Two years ago, while Javid was Health Secretary, the Daily Mirror revealed he held shares in a Californian firm shilling AI ‘solutions’ for healthcare. He was one of twelve Tory MPs with oblique ties to private healthcare firms. Labour research revealed the links but it is hardly clean; Wes Streeting — the Shadow Health Secretary — who consistently argues for further ‘reform’ of the NHS, with a heavy emphasis on greater private sector involvement, took a large donation from a shell firm linked to a donor with major private healthcare interests. Other Labour MPs joined him in this wheeze.
The BBC’s Health Correspondent, Nick Triggle, a man with a disgraced children’s entertainer name, nods to Javid’s views in a piece headlined NHS 75: Happy birthday - but can it survive to 100? He writes:
The NHS turns 75 on Wednesday, but the landmark anniversary has been greeted with dire warnings it is unlikely to survive until its 100th birthday without drastic change. So what is the solution? From sin taxes to cutting back on medical treatment for the dying, experts have their say.
When the NHS was created the main focus was on short bouts of treatment for injury and infection, but now the challenge is completely different.
The ageing population means huge numbers of people are living with chronic health problems, such as heart disease, dementia and diabetes that require long-term care and for which there is no cure.
It is already estimated about £7 out of every £10 spent in the NHS goes on people with these conditions. On average, those over 65 have at least two.
The tone is common to a lot of the pieces about the NHS published to coincide with the anniversary: victim blaming and hand-wringing. The solution is funding at the correct level spent on the right things but that makes for less dramatic copy, so we get Triggle pondering “sin taxes” and more suffering for the dying. There may be cures for heart disease, dementia, and diabetes in the medium or long term, and it actually behoves the BBC’s Health Correspondent to question the motivations of “dire warnings” about the NHS’ future.

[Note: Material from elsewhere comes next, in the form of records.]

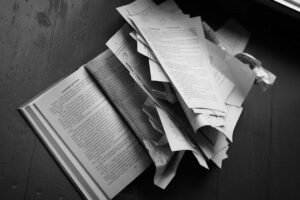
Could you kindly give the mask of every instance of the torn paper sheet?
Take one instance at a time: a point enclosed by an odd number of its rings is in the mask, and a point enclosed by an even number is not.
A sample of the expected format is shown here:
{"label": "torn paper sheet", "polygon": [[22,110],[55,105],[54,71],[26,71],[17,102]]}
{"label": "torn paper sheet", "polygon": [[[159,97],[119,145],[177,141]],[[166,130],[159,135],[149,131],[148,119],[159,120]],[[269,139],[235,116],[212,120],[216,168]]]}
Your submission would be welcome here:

Many of those crying crocodile tears for the NHS resemble nothing so much as relatives hoping the death of a family member is sped up so they can get on with selling the family silver. The ‘question’ of the NHS’ future is only ‘complicated’ for those who want to ensure its managed decline is hastened. Writing “spend more money, waste less, and put it into the right things” doesn’t hit the word count, or produce conclusions that please donors and disaster capitalists.